Pakistan is looking for a new gun and are like china's number one weapons consumer. If anyone will adopt 5.8 it should be them. 5.8 is also a little longer range than 5.56 so should be good for Pakistan. China designed 5.8mm to be usable at 800m from QJY88.
Highly doubt it.
The Pakistani military may be seeking a new rifle but not a new calibre. The intention thus far has been to replace the now vintage G3. Pakistan seems intent like India, Türkiye, Iran to retain 7.62x51mm NATO calibre. This is likely due to the fact that POF the state owned state run arms maker already owns a factory for manufacturing 7.62x51mm.
The same for 7.62x39mm and 5.56x45mm. The Pakistani government has existing infrastructure and easy access to socks and weapons.
The thing about the third world or even second world is that the nations have finite resources. Pakistan, India, Türkiye have grand modernization programs. Some more than others, still they have limitations on spending. with the priority going to the higher end projects. New ships, Fighters, missiles, armor and artillery.
small arms gets the bottom rung. Made all the more so as there is always a want to “indigenize”. The Pakistani government owned armory made G3s under license. They make AKs under license. They got M4’s for free. The Pakistani state owned and operated armories want to build the new rifle for the Pakistani army. It’s a matter of Pride and Ambition.
Additional thought::
Time and time again despite QBZ95 having been available. The Chinese have exported and licensed the 5.56x45mm NATO chambered QBZ97. When at international arms shows the Chinese have shown 5.56x45mm, 7.62x39mm and 7.62x51mm rifles before the 5.8x42mm. Even when they have shown 5.8x42mm its often only in Chinese arms shows and often surrounded by the other three calibres.
There is next to zero likelihood of any non-China nation properly introducing a new intermediate caliber like 5.8mm given how widespread 5.56 and 5.54 (and 7.62x39) are, and more importantly how widespread the magazines, tooling, and manufacturing for those calibres are. Not to mention how widespread the actual rifles chambered in those intermediate cartridges are.

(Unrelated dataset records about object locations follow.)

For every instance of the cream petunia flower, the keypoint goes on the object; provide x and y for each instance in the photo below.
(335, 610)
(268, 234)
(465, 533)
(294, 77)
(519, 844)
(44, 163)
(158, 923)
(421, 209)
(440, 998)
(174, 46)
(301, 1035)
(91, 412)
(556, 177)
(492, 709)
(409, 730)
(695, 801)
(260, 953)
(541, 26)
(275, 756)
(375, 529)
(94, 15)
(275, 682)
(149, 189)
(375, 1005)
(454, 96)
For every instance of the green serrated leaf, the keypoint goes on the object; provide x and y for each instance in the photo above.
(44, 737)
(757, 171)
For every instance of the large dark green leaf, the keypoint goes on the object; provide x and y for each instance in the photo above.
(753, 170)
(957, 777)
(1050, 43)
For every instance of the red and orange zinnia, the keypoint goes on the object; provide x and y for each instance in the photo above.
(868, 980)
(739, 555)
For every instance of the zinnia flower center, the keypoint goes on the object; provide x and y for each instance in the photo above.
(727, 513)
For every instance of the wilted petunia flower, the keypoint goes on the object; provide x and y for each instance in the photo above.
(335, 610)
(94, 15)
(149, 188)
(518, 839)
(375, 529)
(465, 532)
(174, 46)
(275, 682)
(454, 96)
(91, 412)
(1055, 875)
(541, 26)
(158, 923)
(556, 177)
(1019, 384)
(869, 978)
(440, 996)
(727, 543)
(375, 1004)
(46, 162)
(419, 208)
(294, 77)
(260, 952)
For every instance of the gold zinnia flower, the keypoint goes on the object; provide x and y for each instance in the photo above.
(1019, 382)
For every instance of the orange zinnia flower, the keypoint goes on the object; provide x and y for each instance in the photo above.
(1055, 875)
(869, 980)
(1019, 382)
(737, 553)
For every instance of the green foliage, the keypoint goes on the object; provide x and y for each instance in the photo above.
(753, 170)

I would have reversed the 5.45 and 7.62x39mm reference here. Because 5.45x39mm is nowhere near as popular as the cartridge it was supposed to replace. Of course it doesn’t help that much of its user base in Europe bailed on the Warsaw pact for NATO the second the crimson hammer and Sickle flag came off the flagpole.
The US also is not "moving away" from 5.56; that cartridge will remain widespread in both the US military and across the globe for many, many decades yet.
Exactly. The 6.8x51mm fury and its related M7, M250 weapons are specialized for combat infantry units. The U.S. is moving to more specialization in its combat arms. This has resulted in three new calibre being adopted for specific roles.
6.8x51mm for the “Close Combat force” of the US Army (basically infantry and infantry related units.) to allow AP at infantry ranges and engagement of enemy forces at extended ranges.
6.5 Creedmoor for Special Operations
Command specifically for combat in COIN.
.300 blk for commandos in PSD and raiding ops. Where they want to be scary quiet.
Like all military though there is an even larger force of soldiers who are not intended to use those weapons the support and logistics troops. The Guys who cook, drive trucks and stack gear. The guys who make power points and read and give Ibuprofen tablets. Those guys don’t need nor have the skills to take advantage of the three caliber above. They need a Personal defense weapon but not a rifle able to take targets at over 600m. They need something compact but not Hollywood quiet. 5.56x45mm fits the bill and will for the foreseeable future. This and the fact it takes along time for a full transition means that top tier nations are likely to be able to sustain 5.56x45mm for decades.